Due palermitani sono finiti nei guai per ricettazione a Trapani. I carabinieri li hanno inchiodati dopo un controllo nella loro auto (erano appena passati con il semaforo rosso)

Il materiale recuperato

In auto nascondevano oggetti sacri. Due palermitani sono stati denunciati per ricettazione dai carabinieri a Trapani. Si tratta di un uomo di 52 anni e un 53enne, entrambi con precedenti. I due sono stati fermati dai militari dopo essere passati con il semaforo rosso. "Da subito - hanno spiegato i carabinieri - i palermitani sono apparsi palesemente nervosi e non sono riusciti a 'spiegare' il perché avessero commesso l’infrazione. Vista la provenienza e i precedenti di polizia sono stati sottoposti a perquisizione". Da qui la scoperta.
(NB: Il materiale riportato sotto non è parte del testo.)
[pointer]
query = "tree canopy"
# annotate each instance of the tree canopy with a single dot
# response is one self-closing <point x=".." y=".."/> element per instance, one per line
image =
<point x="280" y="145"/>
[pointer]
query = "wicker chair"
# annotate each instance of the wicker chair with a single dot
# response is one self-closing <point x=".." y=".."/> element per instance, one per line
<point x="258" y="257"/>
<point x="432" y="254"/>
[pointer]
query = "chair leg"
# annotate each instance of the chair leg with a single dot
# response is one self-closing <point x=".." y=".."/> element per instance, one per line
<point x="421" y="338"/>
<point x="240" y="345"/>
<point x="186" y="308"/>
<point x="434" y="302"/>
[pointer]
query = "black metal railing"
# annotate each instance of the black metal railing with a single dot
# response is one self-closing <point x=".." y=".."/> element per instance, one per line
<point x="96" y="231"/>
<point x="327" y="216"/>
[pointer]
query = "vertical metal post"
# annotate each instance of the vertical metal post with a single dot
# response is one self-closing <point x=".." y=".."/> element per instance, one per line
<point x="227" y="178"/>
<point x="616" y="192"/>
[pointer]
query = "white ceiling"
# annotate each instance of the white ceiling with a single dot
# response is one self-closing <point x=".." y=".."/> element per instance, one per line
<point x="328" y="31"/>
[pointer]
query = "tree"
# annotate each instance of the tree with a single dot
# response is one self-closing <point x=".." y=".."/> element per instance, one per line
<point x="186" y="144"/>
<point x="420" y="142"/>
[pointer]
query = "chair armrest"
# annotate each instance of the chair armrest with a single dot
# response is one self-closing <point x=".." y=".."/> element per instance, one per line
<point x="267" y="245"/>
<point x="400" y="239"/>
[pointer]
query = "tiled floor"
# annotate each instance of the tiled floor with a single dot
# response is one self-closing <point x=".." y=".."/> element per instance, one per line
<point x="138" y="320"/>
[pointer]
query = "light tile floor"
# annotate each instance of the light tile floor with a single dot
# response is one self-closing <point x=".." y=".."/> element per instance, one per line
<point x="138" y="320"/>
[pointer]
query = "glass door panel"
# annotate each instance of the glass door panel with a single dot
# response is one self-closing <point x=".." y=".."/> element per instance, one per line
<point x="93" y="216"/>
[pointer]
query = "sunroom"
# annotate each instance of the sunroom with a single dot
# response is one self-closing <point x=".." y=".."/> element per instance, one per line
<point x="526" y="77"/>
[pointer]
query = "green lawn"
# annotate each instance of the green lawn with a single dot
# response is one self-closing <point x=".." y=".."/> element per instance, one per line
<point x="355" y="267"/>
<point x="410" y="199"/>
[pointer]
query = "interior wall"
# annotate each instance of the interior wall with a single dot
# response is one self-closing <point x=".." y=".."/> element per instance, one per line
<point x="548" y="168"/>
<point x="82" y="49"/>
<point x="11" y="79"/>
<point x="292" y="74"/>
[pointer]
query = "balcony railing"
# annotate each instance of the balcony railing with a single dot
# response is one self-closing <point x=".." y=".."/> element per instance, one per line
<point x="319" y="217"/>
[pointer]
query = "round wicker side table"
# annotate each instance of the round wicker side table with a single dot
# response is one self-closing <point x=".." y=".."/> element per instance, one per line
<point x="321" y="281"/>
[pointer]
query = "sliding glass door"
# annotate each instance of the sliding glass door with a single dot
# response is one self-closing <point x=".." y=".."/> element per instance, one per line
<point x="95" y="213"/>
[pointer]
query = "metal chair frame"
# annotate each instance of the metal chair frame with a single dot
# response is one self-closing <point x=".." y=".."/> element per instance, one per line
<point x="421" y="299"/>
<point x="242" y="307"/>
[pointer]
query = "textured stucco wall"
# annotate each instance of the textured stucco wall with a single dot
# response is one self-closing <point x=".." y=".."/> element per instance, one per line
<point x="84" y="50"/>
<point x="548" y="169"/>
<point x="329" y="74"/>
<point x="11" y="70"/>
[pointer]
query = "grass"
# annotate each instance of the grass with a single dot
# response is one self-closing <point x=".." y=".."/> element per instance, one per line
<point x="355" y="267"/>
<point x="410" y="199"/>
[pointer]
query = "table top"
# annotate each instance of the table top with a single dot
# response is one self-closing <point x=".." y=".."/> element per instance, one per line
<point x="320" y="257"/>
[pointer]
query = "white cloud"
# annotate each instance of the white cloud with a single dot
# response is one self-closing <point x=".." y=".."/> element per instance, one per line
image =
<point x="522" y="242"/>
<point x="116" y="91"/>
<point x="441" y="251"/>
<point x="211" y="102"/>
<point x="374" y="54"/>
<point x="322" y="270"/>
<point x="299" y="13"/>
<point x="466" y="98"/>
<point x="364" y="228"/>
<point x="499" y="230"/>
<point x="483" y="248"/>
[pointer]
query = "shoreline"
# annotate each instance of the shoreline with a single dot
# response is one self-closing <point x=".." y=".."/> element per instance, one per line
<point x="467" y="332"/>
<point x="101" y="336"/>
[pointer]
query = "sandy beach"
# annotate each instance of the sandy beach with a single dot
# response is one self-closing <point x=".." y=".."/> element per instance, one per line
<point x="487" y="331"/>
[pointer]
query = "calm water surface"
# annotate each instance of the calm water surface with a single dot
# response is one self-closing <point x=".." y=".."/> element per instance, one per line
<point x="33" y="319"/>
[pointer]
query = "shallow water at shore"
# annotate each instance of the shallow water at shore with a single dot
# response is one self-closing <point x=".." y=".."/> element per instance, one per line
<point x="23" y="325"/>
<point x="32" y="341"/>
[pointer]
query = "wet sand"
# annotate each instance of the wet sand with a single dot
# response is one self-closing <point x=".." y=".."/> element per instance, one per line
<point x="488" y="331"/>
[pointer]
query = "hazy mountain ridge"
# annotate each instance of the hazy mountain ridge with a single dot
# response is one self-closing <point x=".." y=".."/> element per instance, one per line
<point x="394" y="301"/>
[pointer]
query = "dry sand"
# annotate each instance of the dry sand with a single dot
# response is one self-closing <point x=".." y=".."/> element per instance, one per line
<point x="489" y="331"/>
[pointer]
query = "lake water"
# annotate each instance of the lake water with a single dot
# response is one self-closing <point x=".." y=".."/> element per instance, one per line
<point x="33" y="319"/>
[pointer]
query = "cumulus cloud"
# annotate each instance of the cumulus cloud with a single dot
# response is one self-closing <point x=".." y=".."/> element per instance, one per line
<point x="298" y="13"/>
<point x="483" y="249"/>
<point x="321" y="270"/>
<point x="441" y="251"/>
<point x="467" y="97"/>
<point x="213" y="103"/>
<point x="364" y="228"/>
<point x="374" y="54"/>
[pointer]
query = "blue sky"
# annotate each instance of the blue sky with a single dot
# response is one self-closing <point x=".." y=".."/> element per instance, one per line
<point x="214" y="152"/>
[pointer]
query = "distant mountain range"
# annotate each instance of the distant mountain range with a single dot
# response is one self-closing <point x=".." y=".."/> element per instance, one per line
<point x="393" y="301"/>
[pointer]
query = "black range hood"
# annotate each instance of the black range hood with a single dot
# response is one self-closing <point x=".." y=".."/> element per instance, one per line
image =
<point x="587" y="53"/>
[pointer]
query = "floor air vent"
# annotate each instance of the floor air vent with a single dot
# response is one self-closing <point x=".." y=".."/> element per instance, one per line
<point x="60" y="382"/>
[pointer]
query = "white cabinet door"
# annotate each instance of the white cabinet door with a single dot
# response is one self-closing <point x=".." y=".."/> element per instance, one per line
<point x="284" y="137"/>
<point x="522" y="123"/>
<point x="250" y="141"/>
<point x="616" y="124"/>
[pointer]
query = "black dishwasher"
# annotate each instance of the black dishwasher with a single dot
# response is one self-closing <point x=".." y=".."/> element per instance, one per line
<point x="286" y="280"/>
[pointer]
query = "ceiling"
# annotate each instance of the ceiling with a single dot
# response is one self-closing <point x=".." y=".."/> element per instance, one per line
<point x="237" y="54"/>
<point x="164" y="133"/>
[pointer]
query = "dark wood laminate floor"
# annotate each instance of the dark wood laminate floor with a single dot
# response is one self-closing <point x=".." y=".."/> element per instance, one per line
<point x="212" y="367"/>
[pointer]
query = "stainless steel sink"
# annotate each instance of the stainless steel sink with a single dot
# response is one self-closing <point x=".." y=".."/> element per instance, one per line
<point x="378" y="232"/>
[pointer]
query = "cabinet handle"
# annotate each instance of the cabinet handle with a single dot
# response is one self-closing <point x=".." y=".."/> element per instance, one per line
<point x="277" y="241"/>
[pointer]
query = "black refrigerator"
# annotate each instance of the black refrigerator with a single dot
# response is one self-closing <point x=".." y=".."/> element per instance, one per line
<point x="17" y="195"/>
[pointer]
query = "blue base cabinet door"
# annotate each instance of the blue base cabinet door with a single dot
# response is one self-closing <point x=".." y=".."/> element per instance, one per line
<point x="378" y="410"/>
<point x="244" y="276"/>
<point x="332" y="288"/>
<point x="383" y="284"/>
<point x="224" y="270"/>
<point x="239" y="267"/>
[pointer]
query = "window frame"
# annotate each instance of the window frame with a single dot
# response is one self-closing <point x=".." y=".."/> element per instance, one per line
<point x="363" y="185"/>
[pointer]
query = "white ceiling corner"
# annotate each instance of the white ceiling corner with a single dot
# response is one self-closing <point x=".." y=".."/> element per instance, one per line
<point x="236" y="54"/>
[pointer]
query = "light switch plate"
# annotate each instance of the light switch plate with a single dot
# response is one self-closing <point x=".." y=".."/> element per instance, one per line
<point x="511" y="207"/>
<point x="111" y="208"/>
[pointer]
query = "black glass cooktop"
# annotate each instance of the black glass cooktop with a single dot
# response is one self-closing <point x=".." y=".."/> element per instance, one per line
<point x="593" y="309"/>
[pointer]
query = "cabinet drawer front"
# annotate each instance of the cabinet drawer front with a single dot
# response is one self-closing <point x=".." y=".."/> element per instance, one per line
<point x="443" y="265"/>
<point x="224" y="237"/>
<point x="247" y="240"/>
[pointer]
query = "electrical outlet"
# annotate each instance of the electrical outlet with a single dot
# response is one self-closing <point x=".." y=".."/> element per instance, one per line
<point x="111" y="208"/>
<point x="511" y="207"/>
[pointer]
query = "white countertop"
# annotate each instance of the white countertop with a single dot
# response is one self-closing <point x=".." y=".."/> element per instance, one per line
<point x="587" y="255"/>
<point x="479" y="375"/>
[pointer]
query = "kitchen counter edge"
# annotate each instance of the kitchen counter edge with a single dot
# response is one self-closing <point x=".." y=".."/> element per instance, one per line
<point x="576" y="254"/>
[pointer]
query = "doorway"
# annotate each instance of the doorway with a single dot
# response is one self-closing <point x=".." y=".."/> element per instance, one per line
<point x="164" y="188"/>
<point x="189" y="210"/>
All'interno del portabagagli dell’auto - ben coperti da un lenzuolo - i palermitani nascondevano oggetti di antiquariato di "dubbia provenienza".
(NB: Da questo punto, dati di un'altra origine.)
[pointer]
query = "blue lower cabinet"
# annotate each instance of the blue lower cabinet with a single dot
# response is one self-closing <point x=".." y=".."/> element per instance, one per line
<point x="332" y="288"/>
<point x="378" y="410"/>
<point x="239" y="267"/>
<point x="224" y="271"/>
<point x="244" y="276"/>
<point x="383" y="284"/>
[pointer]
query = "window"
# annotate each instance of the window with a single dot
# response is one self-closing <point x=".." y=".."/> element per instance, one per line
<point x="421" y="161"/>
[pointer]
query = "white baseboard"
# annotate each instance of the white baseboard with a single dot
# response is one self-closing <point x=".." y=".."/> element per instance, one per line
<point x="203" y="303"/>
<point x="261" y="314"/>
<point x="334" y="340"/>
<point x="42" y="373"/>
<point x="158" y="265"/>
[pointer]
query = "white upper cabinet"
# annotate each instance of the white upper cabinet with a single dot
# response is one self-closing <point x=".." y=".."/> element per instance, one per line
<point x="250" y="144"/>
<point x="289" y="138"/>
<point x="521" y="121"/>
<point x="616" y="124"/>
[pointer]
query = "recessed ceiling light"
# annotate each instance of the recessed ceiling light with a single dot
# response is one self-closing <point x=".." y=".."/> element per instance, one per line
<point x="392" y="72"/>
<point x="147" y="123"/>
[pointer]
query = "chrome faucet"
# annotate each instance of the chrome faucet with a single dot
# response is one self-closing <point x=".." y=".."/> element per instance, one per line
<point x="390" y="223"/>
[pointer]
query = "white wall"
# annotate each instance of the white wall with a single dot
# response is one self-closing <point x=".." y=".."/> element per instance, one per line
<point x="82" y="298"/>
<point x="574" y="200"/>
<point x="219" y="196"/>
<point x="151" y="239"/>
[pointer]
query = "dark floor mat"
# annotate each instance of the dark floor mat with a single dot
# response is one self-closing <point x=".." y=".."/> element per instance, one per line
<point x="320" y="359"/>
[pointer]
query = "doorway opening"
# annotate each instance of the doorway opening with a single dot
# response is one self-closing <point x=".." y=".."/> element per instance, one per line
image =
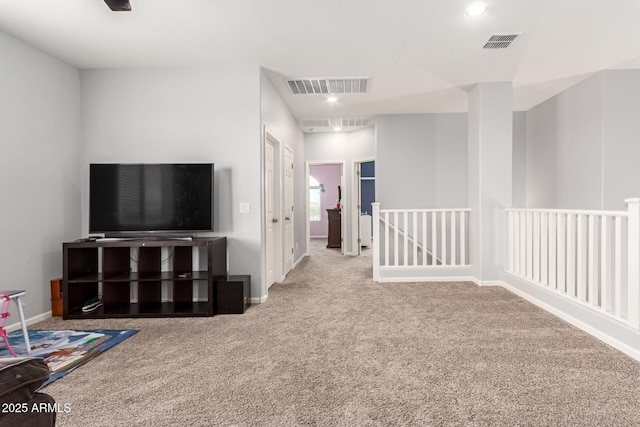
<point x="364" y="195"/>
<point x="325" y="204"/>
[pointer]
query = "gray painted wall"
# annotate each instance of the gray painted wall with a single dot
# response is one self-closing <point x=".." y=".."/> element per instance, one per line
<point x="519" y="165"/>
<point x="421" y="161"/>
<point x="564" y="137"/>
<point x="39" y="170"/>
<point x="582" y="144"/>
<point x="621" y="137"/>
<point x="279" y="120"/>
<point x="206" y="114"/>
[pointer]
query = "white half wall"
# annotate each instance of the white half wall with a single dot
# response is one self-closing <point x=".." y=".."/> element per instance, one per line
<point x="39" y="170"/>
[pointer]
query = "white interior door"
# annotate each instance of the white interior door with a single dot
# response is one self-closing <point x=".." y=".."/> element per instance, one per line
<point x="270" y="212"/>
<point x="287" y="246"/>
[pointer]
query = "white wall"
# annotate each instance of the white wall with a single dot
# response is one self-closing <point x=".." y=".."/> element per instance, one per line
<point x="564" y="137"/>
<point x="39" y="170"/>
<point x="281" y="123"/>
<point x="490" y="177"/>
<point x="621" y="136"/>
<point x="519" y="165"/>
<point x="333" y="147"/>
<point x="205" y="114"/>
<point x="421" y="161"/>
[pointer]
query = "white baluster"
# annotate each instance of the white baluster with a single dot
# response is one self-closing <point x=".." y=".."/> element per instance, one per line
<point x="376" y="241"/>
<point x="633" y="263"/>
<point x="553" y="254"/>
<point x="561" y="237"/>
<point x="593" y="284"/>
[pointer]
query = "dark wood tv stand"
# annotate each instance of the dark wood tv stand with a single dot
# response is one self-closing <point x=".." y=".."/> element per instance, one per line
<point x="110" y="269"/>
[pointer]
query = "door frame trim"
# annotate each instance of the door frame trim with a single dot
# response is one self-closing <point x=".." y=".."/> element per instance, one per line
<point x="355" y="200"/>
<point x="268" y="135"/>
<point x="345" y="194"/>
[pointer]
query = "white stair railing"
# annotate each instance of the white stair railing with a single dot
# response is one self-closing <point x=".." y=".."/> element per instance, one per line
<point x="592" y="257"/>
<point x="425" y="240"/>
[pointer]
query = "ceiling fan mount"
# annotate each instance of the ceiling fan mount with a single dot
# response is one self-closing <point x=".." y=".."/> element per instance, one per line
<point x="119" y="5"/>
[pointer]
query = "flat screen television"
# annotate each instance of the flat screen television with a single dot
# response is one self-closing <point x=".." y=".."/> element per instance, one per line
<point x="150" y="198"/>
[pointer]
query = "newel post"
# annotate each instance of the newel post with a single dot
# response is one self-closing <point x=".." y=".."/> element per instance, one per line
<point x="633" y="263"/>
<point x="376" y="241"/>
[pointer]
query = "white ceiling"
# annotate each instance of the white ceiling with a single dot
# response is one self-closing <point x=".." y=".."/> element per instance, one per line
<point x="421" y="55"/>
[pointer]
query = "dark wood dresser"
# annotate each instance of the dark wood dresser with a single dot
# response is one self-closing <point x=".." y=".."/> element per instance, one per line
<point x="335" y="228"/>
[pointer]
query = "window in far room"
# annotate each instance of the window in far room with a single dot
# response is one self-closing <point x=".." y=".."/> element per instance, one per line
<point x="315" y="188"/>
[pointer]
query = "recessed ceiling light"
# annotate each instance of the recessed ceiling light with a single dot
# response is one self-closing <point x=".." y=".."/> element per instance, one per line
<point x="476" y="9"/>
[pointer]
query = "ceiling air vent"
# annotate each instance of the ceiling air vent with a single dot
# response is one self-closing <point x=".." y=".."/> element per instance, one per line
<point x="318" y="86"/>
<point x="500" y="41"/>
<point x="345" y="123"/>
<point x="316" y="123"/>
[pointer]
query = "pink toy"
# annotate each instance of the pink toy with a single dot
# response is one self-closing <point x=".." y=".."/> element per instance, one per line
<point x="4" y="313"/>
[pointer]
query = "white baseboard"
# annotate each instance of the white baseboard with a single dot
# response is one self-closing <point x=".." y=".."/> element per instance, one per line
<point x="259" y="300"/>
<point x="428" y="279"/>
<point x="30" y="321"/>
<point x="302" y="258"/>
<point x="601" y="326"/>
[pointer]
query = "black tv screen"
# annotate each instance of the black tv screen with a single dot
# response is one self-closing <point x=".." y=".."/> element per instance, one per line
<point x="150" y="197"/>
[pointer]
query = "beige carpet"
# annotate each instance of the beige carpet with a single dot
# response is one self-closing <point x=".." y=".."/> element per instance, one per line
<point x="331" y="347"/>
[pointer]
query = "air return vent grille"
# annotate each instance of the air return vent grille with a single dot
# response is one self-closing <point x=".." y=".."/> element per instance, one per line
<point x="500" y="41"/>
<point x="318" y="86"/>
<point x="356" y="122"/>
<point x="316" y="123"/>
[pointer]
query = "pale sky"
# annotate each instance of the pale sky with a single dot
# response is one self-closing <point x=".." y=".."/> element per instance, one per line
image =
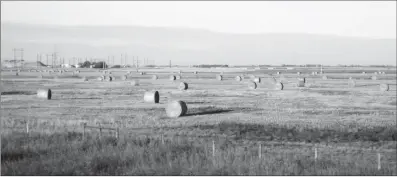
<point x="354" y="18"/>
Nel dettaglio si tratta di un crocifisso in rame e argento dell’altezza di 62 centimetri, una statua in alabastro raffigurante un soldato cinese dell’altezza di 25 centimetri, una statuina in legno raffigurante un angioletto dell’altezza di 35 centimetri compreso di piedistallo in legno dell’altezza di 10 centimetri; un quadro con cornice in legno dorata della larghezza di 25 centimetri e lunghezza di 30 raffigurante il volto di Gesù.

Poi ancora: un quadro con cornice in legno dorata della larghezza di 25 centimetri e lunghezza di 30 raffigurante il volto della Madonna;
un anello in argento con pietre di corallo di colore rosso contenuto all’interno di una custodia di colore bianco con scritta “thiago gioielli”;
12 mattoni in maiolica della dimensione 19 centimetri per 19. Quando i carabinieri hanno chiesto spiegazioni sulla provenienza di questi oggetti sacri i due palermitani non sono riusciti a dare alcuna giustificazione. Così è scattata la denuncia e il sequestro.